Hi! I am a PhD student in bioacoustics and swarm robotics. I am part of the Active Sensing Collective Lab at the University of Konstanz and affiliated to the Max Planck Institute of Animal Behavior and the Centre for the Advanced Study of Collective Behaviour.
I study acoustic mediated collective behaviour and acoustic signalling in swarms through robot swarms. I equip and build autonomous and decentralized robot swarms capable of sound source localization and echolocation of external audio cues.
I hold a master’s degree in music and acoustic engineering from Politecnico di Milano.
Projects
Acoustically driven Swarm robotics
Bats achieve agile flight and coordinated collective motion by relying on echolocation, even within dense swarms where numerous overlapping acoustic signals give rise to the “Cocktail Party Nightmare.” They detect nearby individuals in two ways: actively, by emitting calls and listening for echoes, or passively, by listening to the calls and echoes of their neighbors. Inspired by these remarkable capabilities, I developed RO-BAT and SonoRo—two bio-inspired robotic platforms designed to explore the principles of echolocation and acoustic sensing.

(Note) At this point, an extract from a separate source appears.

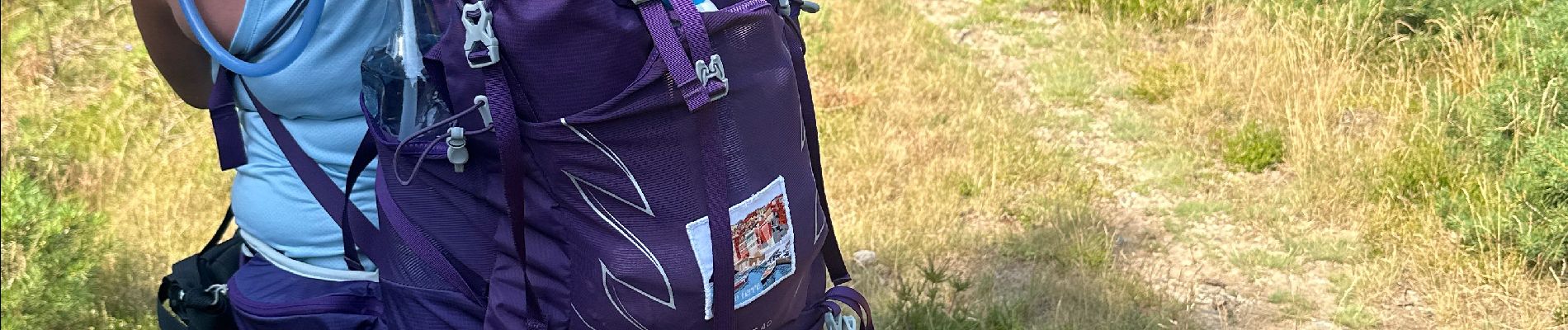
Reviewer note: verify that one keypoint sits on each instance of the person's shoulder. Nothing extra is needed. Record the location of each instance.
(221, 16)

SonoRo is a passive sound-localization platform that listens to external beacons. I equipped it with a microphone array for sound localization and a loudspeaker to broadcast beacon sounds, successfully demonstrating its capabilities across four acoustic navigation scenarios: collision avoidance with static sound sources, goal finding, multi-agent aggregation, and multi-agent dispersion.
Building on this, I implemented active echolocation into the RO-BAT. I developed a signal processing pipeline capable of extracting both range and directional information from returning echoes. In laboratory experiments, RO-BAT autonomously detected and avoided obstacles using only its own acoustic cues, reproducing the core principles of bat echolocation.

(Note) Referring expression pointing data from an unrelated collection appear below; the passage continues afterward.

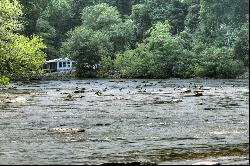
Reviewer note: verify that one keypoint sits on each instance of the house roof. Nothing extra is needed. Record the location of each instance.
(59, 60)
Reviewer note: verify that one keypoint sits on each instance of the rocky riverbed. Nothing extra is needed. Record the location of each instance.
(125, 121)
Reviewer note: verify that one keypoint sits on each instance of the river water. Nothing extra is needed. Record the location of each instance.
(148, 121)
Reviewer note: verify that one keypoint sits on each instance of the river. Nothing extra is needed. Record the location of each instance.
(122, 121)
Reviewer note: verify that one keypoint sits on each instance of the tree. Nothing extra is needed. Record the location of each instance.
(142, 20)
(20, 57)
(86, 47)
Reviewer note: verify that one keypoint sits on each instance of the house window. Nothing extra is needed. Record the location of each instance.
(64, 64)
(60, 64)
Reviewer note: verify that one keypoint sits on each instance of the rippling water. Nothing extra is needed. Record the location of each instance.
(125, 121)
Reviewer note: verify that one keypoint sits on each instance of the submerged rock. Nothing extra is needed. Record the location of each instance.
(17, 100)
(66, 130)
(129, 164)
(207, 163)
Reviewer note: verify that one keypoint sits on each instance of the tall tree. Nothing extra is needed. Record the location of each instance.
(20, 57)
(173, 11)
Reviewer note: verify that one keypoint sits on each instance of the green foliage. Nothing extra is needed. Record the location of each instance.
(122, 35)
(86, 47)
(106, 67)
(241, 44)
(173, 11)
(21, 58)
(142, 20)
(100, 17)
(219, 63)
(4, 80)
(10, 11)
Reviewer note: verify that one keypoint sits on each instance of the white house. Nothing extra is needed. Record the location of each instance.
(58, 65)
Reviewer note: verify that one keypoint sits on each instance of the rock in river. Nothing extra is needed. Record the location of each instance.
(206, 163)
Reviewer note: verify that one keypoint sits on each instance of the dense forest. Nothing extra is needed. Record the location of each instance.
(126, 38)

My current research focuses on scaling up swarms of autonomous SonoRos and RO-BATs into fully decentralized collectives to enable a wider repertoire of swarm behaviors. As part of an interdisciplinary research program, I pursue parallel investigations into active sensing and novel robotic systems. My goal is to use the strategies bats evolved to handle overlapping signals to build scalable, resource-efficient sensing methods for robotics.
The Sound of the Bees
Bees are social insects that coordinate their colonies through visual, chemical, electrical, and acoustic signals. While the famous “waggle dance” has been heavily studied thanks to visual observation hives, other critical communication methods lack data due to recording limitations. A prime example is the stop signal, which a bee uses to warn a sister bee against promoting a dangerous location. By head-bumping her nestmate, she generates a loud, distinctive vibration. Theory predicts these stop signals act as critical negative feedback to regulate colony behavior, but we still lack a quantitative analysis of how bees actually exploit this mechanism. While bees exchange many other acoustic signals inside the hive, this communication channel has not been extensively studied using spatially distributed microphone arrays and fully autonomous recording setups. To bridge this gap, my project focuses on implementing this exact type of automated recording setup. By capturing these acoustic interactions, I aim to provide the data needed to shed light on how bees use sound to coordinate collective behavior.